If an AFA isn’t structured to allow for some revision of the scope, following a mutually agreeable framework, it’s likely to leave at least one party — and quite possibly both — dissatisfied. Law firms and clients that speak publicly about the success of their AFA efforts often highlight the need to have candid and frequent conversations regarding scope. The law is fluid, and each matter is unique. Failing to account for that when structuring an AFA can set the matter up for trouble.

  1.      Inaction

As the AICPA piece says, a perfect plan “is worthless without proper follow-through.” An AFA that does not have the full team on board is similarly set up to fail. A perfectly structured AFA will fail if the attorneys on the team are unmotivated to follow the plan, or uncertain of how to implement it.

It is incumbent upon the firm, and those partners responsible for the matter, to ensure that the plan is followed. Are scoping conversations being had? Is the client aware of the progress? Was a project plan built for the matter and is it being followed? Do the people working on the matter understand why they are facing these expectations?

Following the plan isn’t a guarantee of success. Failing to follow the plan is a guarantee of failure.

  1.      Unclear Values and Priorities

What does the client consider a win? Understanding that will help define what the AFA needs to look like. You can’t create a map if you don’t know the destination.

Here again, many law firms struggle because they don’t take the time to ask their clients how they want pricing to be structure or how they define success in a matter.
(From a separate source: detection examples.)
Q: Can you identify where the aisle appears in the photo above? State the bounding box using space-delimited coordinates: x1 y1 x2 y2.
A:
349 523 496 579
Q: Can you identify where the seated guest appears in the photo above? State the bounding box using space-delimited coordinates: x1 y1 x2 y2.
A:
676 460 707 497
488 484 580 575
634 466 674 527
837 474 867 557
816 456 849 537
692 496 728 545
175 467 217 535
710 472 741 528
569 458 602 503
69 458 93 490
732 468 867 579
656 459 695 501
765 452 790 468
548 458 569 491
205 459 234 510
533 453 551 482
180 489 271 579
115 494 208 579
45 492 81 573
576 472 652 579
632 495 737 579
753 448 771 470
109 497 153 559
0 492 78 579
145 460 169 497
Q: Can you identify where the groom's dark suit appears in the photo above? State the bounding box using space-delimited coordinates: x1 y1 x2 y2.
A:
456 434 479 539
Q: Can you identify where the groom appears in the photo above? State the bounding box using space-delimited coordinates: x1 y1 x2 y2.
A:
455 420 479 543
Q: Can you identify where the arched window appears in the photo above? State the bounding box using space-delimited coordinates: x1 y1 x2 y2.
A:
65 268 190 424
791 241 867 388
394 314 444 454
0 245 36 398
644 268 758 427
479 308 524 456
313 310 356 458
That’s not always an option available to law firms, particularly if the client is using formalized procurement procedures. But any time it is an option, it’s one the firm should take. Does your client want a flat fee? Or are they the type of General Counsel who likes to report back to their board about the size of the discount they were able to secure from their outside counsel? Or maybe their one of the plethora of GCs who don’t really know what they want in terms of pricing, and would really value a firm that asked the question then gave them options they could discuss.

Sometimes the client’s priorities aren’t even clear for the client. But having the conversation can help bring much needed clarity.

And certainly, more and deeper conversations can help avoid many of these AFA “silent killers”.